Compact cities part 4
The link between global warming and climate change, vis-à-vis the “compact”-ness of a city, which we wrote about last week, can be traced through the energy requirements of transportation. If we look at the “historic” perspective of cities, we can see that this is a new (modern) phenomenon. Man has been travelling for thousands of years by walking or using animal power. Most notable of this is the horse, from which we coined the word “horsepower.” It is only in the last century or two when we use engines to propel transportation. Engines use fuel.
We have also postulated that the “compact”-ness of the city, while influenced by urban population density, is also defined by uniformity over which the population is spread. That is the reason why it’s not advisable to use urban density measurements on wide swathes of land because the density may only be confined on a much lesser area with a lot of empty spaces without. However, in comparing cities, it is established that denser cities have much lower energy consumptions than sprawled cities.
A 1989 comparison of 32 cities showed that transport-related energy consumption declines rapidly with higher urban densities (source: UN-Habitat report 2013).

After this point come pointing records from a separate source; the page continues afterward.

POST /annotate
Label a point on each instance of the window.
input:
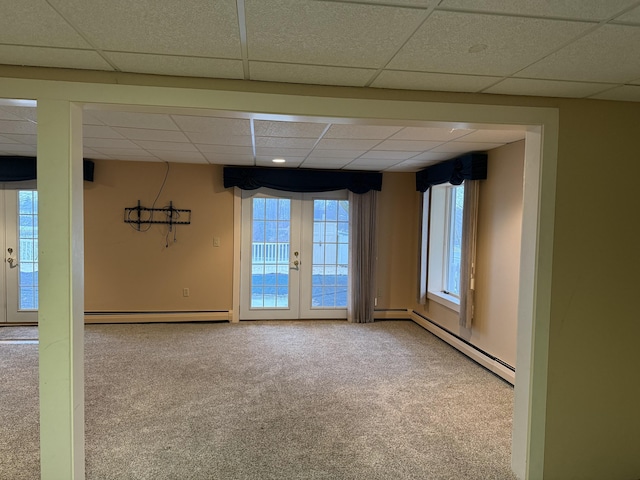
(443, 208)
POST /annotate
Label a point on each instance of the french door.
(294, 255)
(19, 292)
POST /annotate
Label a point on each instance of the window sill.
(449, 301)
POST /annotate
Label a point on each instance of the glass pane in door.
(330, 254)
(28, 250)
(270, 241)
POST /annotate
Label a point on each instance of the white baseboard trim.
(151, 317)
(474, 354)
(392, 314)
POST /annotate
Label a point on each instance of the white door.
(294, 255)
(20, 292)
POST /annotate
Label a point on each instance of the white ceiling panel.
(285, 142)
(166, 146)
(312, 74)
(226, 149)
(18, 138)
(578, 9)
(511, 43)
(220, 127)
(346, 144)
(367, 132)
(35, 23)
(153, 135)
(609, 54)
(494, 136)
(177, 66)
(52, 57)
(134, 119)
(546, 88)
(19, 127)
(432, 81)
(430, 133)
(99, 131)
(407, 145)
(179, 157)
(326, 33)
(268, 128)
(626, 93)
(207, 28)
(465, 147)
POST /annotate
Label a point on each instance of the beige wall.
(498, 260)
(126, 270)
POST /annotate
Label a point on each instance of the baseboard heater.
(158, 316)
(491, 363)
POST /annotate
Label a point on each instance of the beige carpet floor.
(268, 400)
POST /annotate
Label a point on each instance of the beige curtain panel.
(362, 253)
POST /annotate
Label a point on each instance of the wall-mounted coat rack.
(140, 215)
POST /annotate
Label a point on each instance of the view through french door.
(294, 255)
(19, 291)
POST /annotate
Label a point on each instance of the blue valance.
(471, 166)
(301, 180)
(19, 169)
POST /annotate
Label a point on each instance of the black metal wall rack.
(140, 215)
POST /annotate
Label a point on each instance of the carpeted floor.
(269, 400)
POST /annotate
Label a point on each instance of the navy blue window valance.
(19, 169)
(301, 180)
(471, 166)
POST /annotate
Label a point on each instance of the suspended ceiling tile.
(19, 127)
(282, 142)
(155, 121)
(337, 154)
(178, 66)
(326, 33)
(632, 16)
(407, 145)
(217, 139)
(207, 28)
(546, 88)
(464, 147)
(313, 74)
(34, 22)
(116, 152)
(386, 155)
(153, 135)
(609, 54)
(214, 126)
(368, 132)
(432, 81)
(225, 149)
(52, 57)
(346, 144)
(229, 159)
(578, 9)
(99, 131)
(511, 43)
(495, 136)
(626, 93)
(31, 139)
(109, 143)
(430, 133)
(179, 157)
(275, 152)
(269, 128)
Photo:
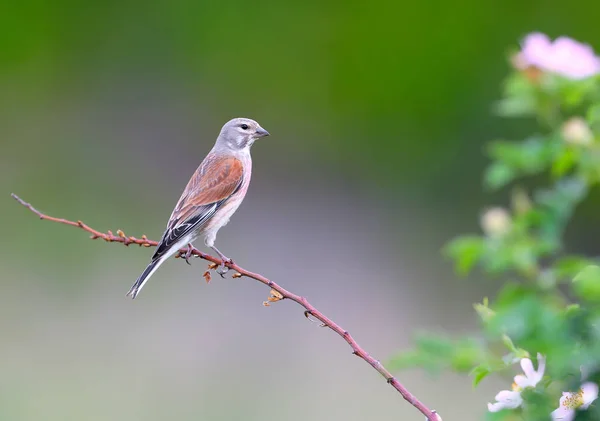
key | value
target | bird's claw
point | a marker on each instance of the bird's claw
(222, 270)
(188, 254)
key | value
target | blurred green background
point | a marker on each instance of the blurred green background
(378, 112)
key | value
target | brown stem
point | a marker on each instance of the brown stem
(311, 311)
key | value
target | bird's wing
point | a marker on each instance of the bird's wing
(215, 180)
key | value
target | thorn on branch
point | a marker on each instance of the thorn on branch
(311, 317)
(275, 296)
(311, 313)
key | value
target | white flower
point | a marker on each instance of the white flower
(576, 131)
(572, 401)
(564, 56)
(496, 222)
(511, 399)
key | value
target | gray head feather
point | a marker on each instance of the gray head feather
(239, 134)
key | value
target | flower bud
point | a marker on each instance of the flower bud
(496, 222)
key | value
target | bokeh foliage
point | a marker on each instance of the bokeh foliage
(549, 304)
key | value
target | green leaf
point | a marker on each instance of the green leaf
(508, 343)
(466, 252)
(587, 283)
(498, 175)
(564, 162)
(569, 266)
(484, 311)
(527, 157)
(479, 373)
(515, 107)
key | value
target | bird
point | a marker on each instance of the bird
(210, 198)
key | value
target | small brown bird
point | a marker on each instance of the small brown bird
(212, 195)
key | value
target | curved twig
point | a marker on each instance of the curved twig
(282, 293)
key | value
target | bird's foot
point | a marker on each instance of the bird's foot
(188, 253)
(222, 270)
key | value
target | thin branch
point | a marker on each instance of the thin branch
(277, 293)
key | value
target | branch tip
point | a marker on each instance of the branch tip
(277, 293)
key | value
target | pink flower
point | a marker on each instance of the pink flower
(564, 56)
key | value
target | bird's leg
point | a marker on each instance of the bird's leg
(223, 269)
(188, 253)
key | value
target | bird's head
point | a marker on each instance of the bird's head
(240, 133)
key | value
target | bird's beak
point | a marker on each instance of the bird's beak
(260, 132)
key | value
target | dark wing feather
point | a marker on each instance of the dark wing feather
(215, 180)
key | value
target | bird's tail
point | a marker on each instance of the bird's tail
(146, 274)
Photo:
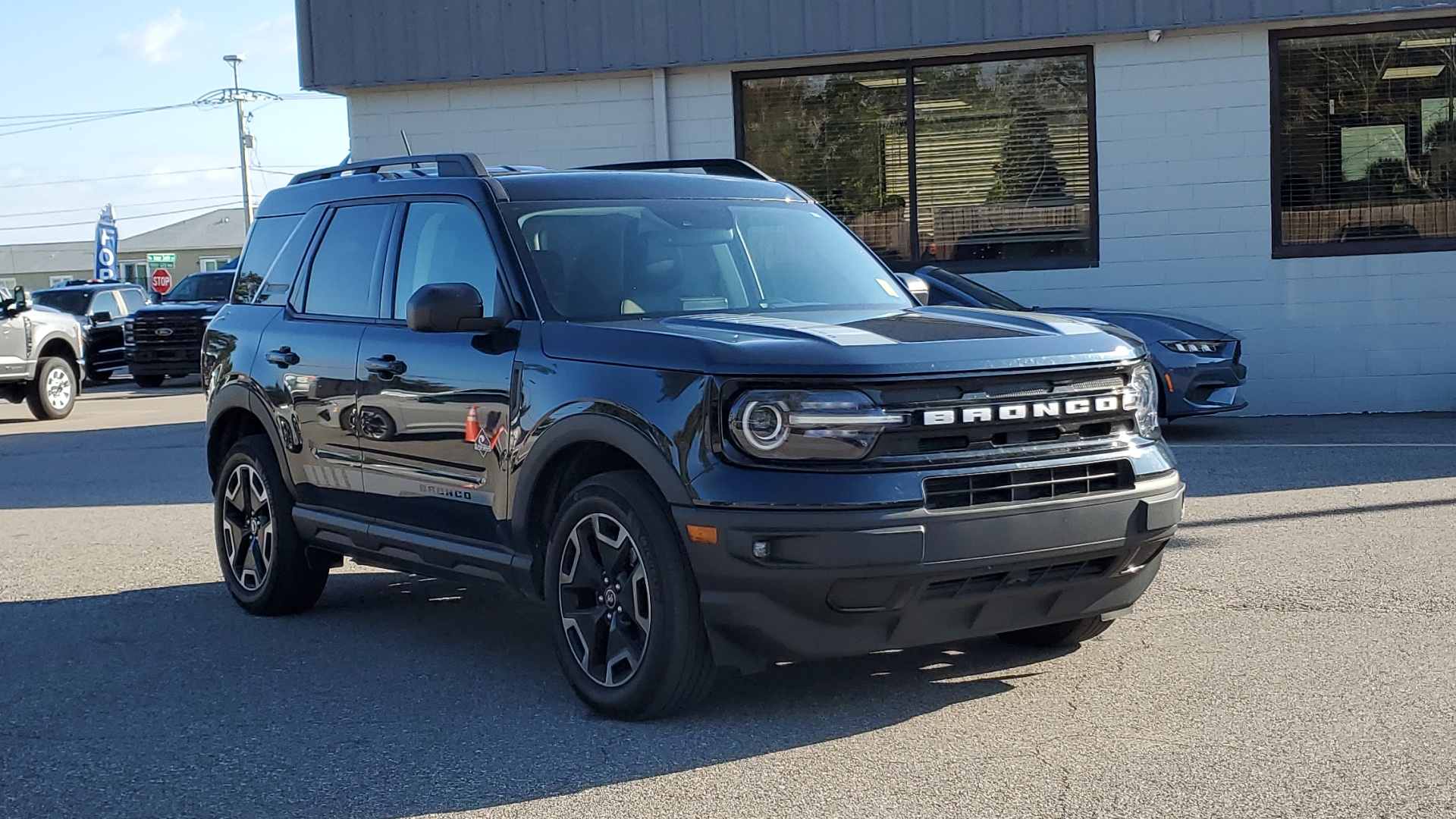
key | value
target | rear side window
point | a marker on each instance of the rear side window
(444, 242)
(264, 243)
(343, 273)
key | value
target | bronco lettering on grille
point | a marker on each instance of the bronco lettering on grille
(1034, 410)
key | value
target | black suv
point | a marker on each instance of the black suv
(102, 308)
(164, 340)
(691, 411)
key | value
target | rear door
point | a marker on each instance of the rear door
(306, 359)
(435, 409)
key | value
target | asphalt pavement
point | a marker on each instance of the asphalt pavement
(1294, 657)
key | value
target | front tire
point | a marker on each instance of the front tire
(1059, 634)
(264, 561)
(53, 392)
(626, 621)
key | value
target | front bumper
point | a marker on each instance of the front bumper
(1201, 387)
(842, 583)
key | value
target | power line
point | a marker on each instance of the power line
(153, 174)
(218, 206)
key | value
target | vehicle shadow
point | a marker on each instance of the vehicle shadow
(124, 466)
(395, 697)
(1232, 455)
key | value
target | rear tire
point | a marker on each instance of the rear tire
(264, 561)
(53, 392)
(623, 602)
(1059, 634)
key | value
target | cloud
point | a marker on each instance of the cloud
(274, 37)
(152, 41)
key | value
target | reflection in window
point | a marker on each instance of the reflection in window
(1367, 139)
(840, 137)
(1001, 158)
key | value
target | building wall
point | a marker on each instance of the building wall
(1183, 131)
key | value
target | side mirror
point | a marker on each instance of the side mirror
(449, 308)
(918, 287)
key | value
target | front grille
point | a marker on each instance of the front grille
(918, 397)
(1024, 485)
(1017, 577)
(185, 330)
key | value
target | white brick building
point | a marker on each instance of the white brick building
(1350, 308)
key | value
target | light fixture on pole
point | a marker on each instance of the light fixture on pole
(237, 96)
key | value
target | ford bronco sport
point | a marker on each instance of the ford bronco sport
(688, 410)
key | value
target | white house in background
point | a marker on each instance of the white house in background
(1286, 169)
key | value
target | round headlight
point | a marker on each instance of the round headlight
(764, 426)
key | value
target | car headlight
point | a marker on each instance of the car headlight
(1142, 398)
(1197, 347)
(800, 425)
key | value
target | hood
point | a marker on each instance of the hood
(839, 343)
(181, 309)
(1171, 327)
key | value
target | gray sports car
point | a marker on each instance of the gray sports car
(1199, 369)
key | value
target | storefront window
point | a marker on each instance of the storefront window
(993, 171)
(1366, 142)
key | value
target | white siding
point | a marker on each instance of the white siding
(557, 123)
(1184, 177)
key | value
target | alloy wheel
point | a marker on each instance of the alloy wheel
(248, 528)
(58, 388)
(606, 607)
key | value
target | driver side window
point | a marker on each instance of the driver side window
(444, 242)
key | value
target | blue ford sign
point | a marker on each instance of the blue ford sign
(107, 245)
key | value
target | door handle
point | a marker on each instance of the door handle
(283, 357)
(384, 366)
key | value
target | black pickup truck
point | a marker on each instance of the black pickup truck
(692, 413)
(165, 340)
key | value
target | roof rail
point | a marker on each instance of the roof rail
(446, 165)
(714, 167)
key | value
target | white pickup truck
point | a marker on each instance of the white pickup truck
(41, 356)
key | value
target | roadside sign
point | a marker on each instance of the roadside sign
(105, 267)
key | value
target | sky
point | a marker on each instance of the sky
(159, 167)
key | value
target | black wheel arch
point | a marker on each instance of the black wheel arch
(232, 414)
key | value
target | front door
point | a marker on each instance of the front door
(308, 356)
(435, 409)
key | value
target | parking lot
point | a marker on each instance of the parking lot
(1294, 657)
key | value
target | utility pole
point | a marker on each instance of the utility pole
(245, 142)
(237, 96)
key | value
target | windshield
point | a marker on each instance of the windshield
(202, 287)
(990, 297)
(599, 261)
(66, 300)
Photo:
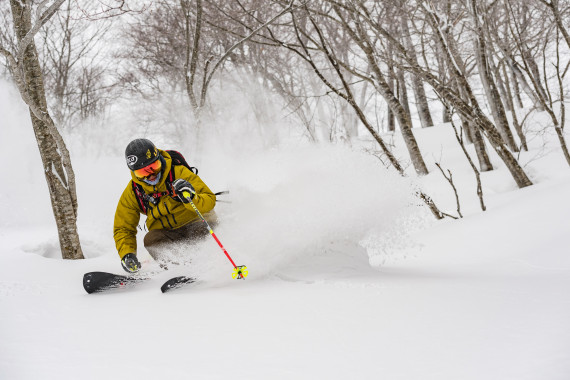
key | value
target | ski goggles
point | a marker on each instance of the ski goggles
(149, 170)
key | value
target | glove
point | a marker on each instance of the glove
(182, 188)
(130, 263)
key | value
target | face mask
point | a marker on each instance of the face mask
(157, 180)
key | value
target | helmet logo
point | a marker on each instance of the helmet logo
(131, 160)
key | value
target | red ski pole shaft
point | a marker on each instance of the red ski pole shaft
(187, 195)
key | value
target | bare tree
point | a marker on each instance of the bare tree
(26, 71)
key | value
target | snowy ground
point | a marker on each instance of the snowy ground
(485, 297)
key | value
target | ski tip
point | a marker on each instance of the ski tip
(175, 283)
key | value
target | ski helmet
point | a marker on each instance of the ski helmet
(141, 153)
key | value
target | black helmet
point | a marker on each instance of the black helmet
(140, 153)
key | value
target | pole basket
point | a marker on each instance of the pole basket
(240, 272)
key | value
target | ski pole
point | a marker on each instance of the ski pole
(240, 272)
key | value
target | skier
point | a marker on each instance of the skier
(158, 180)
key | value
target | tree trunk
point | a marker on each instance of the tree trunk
(402, 94)
(489, 85)
(55, 158)
(417, 84)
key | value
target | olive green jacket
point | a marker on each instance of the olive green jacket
(167, 214)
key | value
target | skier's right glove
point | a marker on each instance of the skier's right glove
(130, 263)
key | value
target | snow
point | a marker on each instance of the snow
(483, 297)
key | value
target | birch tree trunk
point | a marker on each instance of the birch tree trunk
(417, 84)
(489, 85)
(25, 68)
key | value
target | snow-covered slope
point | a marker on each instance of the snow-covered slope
(484, 297)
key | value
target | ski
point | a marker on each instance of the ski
(94, 282)
(176, 282)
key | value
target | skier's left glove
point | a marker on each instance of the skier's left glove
(130, 263)
(184, 190)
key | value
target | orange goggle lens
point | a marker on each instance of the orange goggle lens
(151, 169)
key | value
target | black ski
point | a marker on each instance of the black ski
(95, 282)
(176, 282)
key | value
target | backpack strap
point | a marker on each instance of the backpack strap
(142, 197)
(145, 200)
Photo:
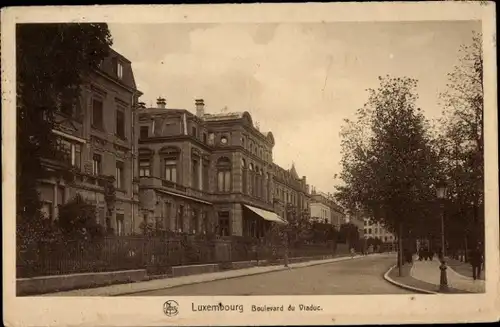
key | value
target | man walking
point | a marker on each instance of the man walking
(476, 262)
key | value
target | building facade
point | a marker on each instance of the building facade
(324, 209)
(290, 190)
(96, 140)
(205, 173)
(376, 230)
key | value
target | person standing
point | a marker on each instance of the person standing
(476, 262)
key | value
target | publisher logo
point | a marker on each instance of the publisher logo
(171, 308)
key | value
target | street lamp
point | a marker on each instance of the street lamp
(441, 193)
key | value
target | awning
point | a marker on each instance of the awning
(267, 215)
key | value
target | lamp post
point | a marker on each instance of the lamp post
(441, 193)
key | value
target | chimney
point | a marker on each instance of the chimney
(161, 103)
(200, 107)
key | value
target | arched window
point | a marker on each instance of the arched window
(244, 176)
(224, 175)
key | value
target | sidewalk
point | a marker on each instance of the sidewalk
(124, 289)
(429, 272)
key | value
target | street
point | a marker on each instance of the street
(357, 276)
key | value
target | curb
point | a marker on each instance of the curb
(404, 286)
(232, 277)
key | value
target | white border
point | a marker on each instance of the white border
(375, 309)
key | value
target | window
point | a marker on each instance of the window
(257, 182)
(211, 138)
(195, 173)
(204, 221)
(144, 133)
(77, 158)
(171, 170)
(119, 224)
(119, 175)
(97, 114)
(120, 124)
(119, 70)
(269, 193)
(97, 164)
(224, 224)
(167, 214)
(144, 167)
(224, 175)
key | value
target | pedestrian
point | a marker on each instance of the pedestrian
(476, 262)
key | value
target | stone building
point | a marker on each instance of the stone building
(324, 209)
(95, 139)
(204, 173)
(376, 230)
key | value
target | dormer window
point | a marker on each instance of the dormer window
(119, 69)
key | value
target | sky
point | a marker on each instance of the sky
(299, 81)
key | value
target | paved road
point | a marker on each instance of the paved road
(357, 276)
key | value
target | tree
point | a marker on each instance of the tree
(53, 60)
(462, 143)
(389, 164)
(78, 219)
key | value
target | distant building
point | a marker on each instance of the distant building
(95, 139)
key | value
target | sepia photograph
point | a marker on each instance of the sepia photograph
(190, 160)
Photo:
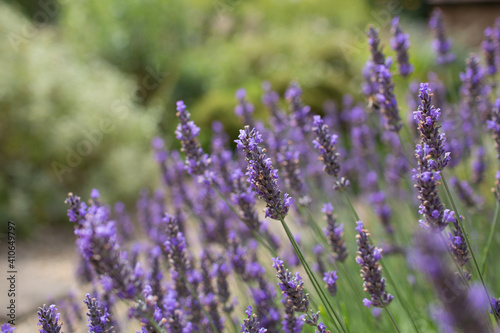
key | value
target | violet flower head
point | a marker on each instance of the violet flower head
(334, 233)
(251, 324)
(291, 323)
(330, 279)
(460, 304)
(371, 270)
(493, 126)
(400, 42)
(326, 143)
(99, 318)
(261, 174)
(441, 44)
(197, 163)
(244, 109)
(98, 244)
(491, 47)
(387, 100)
(321, 328)
(428, 118)
(427, 182)
(6, 328)
(49, 320)
(292, 286)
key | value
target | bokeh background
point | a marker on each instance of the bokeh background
(86, 84)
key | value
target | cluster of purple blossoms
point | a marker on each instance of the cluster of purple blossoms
(474, 93)
(441, 44)
(400, 42)
(371, 270)
(326, 143)
(463, 309)
(251, 324)
(330, 279)
(6, 328)
(292, 286)
(98, 245)
(334, 233)
(428, 118)
(261, 175)
(494, 126)
(197, 162)
(426, 182)
(49, 319)
(99, 318)
(387, 100)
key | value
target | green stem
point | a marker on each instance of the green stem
(257, 236)
(464, 232)
(390, 316)
(386, 270)
(329, 307)
(490, 238)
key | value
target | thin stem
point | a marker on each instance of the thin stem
(255, 234)
(386, 270)
(464, 232)
(195, 294)
(390, 316)
(329, 307)
(490, 238)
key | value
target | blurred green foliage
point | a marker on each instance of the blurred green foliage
(64, 75)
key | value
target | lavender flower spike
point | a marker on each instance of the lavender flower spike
(441, 45)
(292, 286)
(400, 43)
(251, 323)
(99, 318)
(196, 161)
(387, 100)
(371, 270)
(261, 175)
(49, 320)
(428, 117)
(494, 126)
(326, 144)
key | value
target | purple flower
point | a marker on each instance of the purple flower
(251, 324)
(321, 328)
(292, 286)
(441, 44)
(371, 270)
(261, 174)
(400, 42)
(493, 126)
(330, 279)
(6, 328)
(49, 320)
(326, 143)
(99, 318)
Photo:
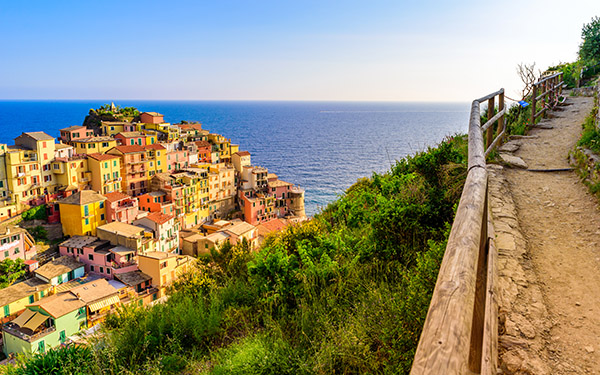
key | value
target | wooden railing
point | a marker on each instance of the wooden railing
(460, 335)
(551, 89)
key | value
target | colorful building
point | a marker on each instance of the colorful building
(94, 145)
(134, 169)
(16, 243)
(121, 207)
(127, 235)
(164, 268)
(164, 228)
(75, 132)
(82, 212)
(156, 155)
(105, 170)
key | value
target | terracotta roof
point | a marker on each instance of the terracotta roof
(38, 136)
(21, 290)
(272, 225)
(131, 134)
(278, 183)
(93, 291)
(82, 197)
(131, 149)
(159, 217)
(239, 228)
(74, 127)
(124, 229)
(60, 266)
(133, 278)
(104, 138)
(78, 242)
(103, 156)
(156, 146)
(116, 196)
(59, 304)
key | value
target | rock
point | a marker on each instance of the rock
(509, 147)
(513, 161)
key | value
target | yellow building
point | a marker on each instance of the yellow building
(94, 145)
(23, 174)
(156, 155)
(72, 173)
(111, 128)
(82, 212)
(221, 148)
(105, 172)
(163, 267)
(14, 298)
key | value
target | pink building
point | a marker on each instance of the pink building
(176, 160)
(121, 207)
(75, 132)
(99, 256)
(152, 118)
(131, 138)
(156, 201)
(16, 243)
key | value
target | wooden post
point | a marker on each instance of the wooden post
(490, 131)
(501, 119)
(533, 104)
(544, 88)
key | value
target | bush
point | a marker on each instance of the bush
(35, 213)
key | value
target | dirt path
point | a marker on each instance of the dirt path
(560, 222)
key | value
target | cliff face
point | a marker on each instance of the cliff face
(109, 113)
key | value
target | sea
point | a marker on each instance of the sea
(323, 147)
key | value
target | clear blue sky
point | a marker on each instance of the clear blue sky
(280, 50)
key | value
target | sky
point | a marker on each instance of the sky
(375, 50)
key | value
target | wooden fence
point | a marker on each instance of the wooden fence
(460, 335)
(551, 89)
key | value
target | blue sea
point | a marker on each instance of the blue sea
(322, 146)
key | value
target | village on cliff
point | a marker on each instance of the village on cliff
(138, 200)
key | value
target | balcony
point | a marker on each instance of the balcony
(16, 331)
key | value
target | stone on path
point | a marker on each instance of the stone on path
(513, 161)
(511, 146)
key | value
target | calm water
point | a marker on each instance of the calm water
(321, 146)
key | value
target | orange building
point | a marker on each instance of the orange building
(134, 170)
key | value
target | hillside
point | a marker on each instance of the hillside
(346, 292)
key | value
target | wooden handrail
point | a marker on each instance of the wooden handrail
(552, 89)
(460, 334)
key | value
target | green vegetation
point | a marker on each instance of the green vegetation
(11, 271)
(346, 292)
(35, 213)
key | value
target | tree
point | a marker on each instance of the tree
(10, 271)
(589, 50)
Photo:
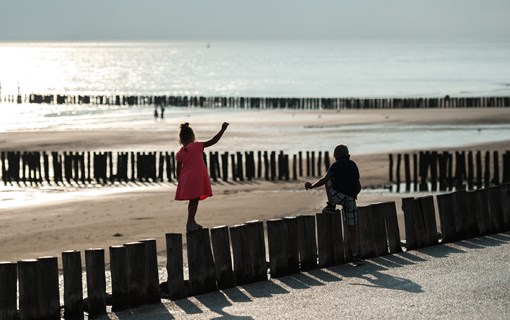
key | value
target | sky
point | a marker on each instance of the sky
(153, 20)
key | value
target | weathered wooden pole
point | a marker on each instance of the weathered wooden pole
(202, 272)
(222, 257)
(151, 271)
(324, 239)
(8, 290)
(30, 298)
(73, 284)
(307, 242)
(391, 167)
(277, 247)
(407, 172)
(96, 282)
(49, 288)
(118, 270)
(174, 266)
(135, 272)
(291, 230)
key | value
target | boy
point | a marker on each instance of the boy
(342, 187)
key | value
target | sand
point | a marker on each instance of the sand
(52, 220)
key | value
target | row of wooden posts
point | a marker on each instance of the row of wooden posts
(109, 167)
(444, 170)
(263, 102)
(223, 257)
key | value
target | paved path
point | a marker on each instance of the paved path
(466, 280)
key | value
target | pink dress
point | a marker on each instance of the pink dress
(193, 180)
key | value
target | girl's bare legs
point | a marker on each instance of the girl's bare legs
(192, 211)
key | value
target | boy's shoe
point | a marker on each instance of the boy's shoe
(329, 208)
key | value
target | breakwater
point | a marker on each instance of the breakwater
(85, 167)
(262, 102)
(444, 170)
(228, 256)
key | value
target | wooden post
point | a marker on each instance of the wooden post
(433, 170)
(479, 173)
(391, 167)
(222, 257)
(307, 242)
(253, 241)
(487, 172)
(445, 203)
(379, 229)
(291, 230)
(135, 271)
(337, 241)
(96, 282)
(202, 272)
(49, 288)
(415, 229)
(471, 171)
(8, 290)
(495, 158)
(392, 230)
(73, 285)
(504, 190)
(29, 290)
(174, 266)
(240, 255)
(366, 232)
(407, 171)
(151, 271)
(277, 243)
(324, 239)
(118, 270)
(428, 213)
(397, 173)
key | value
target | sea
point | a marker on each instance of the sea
(340, 68)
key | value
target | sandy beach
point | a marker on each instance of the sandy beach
(48, 220)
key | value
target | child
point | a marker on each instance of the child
(342, 187)
(193, 180)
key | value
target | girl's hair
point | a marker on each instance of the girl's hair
(186, 134)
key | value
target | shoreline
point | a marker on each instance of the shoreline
(98, 217)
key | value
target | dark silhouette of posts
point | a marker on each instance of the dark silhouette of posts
(49, 288)
(8, 290)
(307, 244)
(135, 263)
(120, 292)
(277, 246)
(202, 272)
(174, 266)
(222, 258)
(29, 290)
(151, 271)
(73, 286)
(324, 239)
(96, 282)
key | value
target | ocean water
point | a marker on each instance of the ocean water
(349, 68)
(267, 69)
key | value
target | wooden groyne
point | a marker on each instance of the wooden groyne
(263, 102)
(444, 170)
(85, 167)
(224, 256)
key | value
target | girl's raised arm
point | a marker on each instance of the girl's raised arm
(217, 137)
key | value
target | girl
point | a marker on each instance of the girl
(193, 181)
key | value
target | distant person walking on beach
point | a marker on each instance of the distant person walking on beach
(342, 187)
(193, 180)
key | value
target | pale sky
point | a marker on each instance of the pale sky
(106, 20)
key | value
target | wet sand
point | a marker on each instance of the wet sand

It showed that 26 US cities averaging the lowest densities have twice the fuel consumption per capita than Australian cities, around four times as much as more compact European cities, and 10 times that of three compact Asian cities – Hong Kong, Singapore, and Tokyo. When graphed, the data set closely followed an x-y axes asymptotic curve of the function f(x) = 1/x (pardon the technicality). We repeat for emphasis – a resident of Hong Kong consumes only 10% of the energy required by a person is a typical US city. Energy consumption almost always translates to the CO2 emissions issue of climate change.
Why is this so? The answer lies on two interrelated concepts: 1.) Land use and transportation integration, and 2.) Transit-oriented development. Daily human activities always require mobility, and the more trips we do, the more energy we require. The other truth is the father we travel, the more energy we use. That’s why another important number is the least-talked about, often-forgotten, but more relevant, vehicle-kilometers-travelled (VKT) or vehicle-miles-travelled (VMT). The farther you travel, for the same purpose, the higher is the energy consumption. Ergo, compact cities use less energy per capita. By as much as a ratio of 1:10!
If cities decide to be compact, it would be more aspirational than actual. Cities take decades to develop their urban form, which can’t be simply be changed overnight. But there needs to be the desire and the commitment. As always, it starts with the principle, followed by the policies and decisive strategies. What are generally recognized as important are the following goals: 1.) Reduce the need for travel; 2.) Reduce travel distances; and 3.) Promote the use of public transportation, walking, and cycling. The last one arguably should be imperatively stated as to reduce dependence on private cars.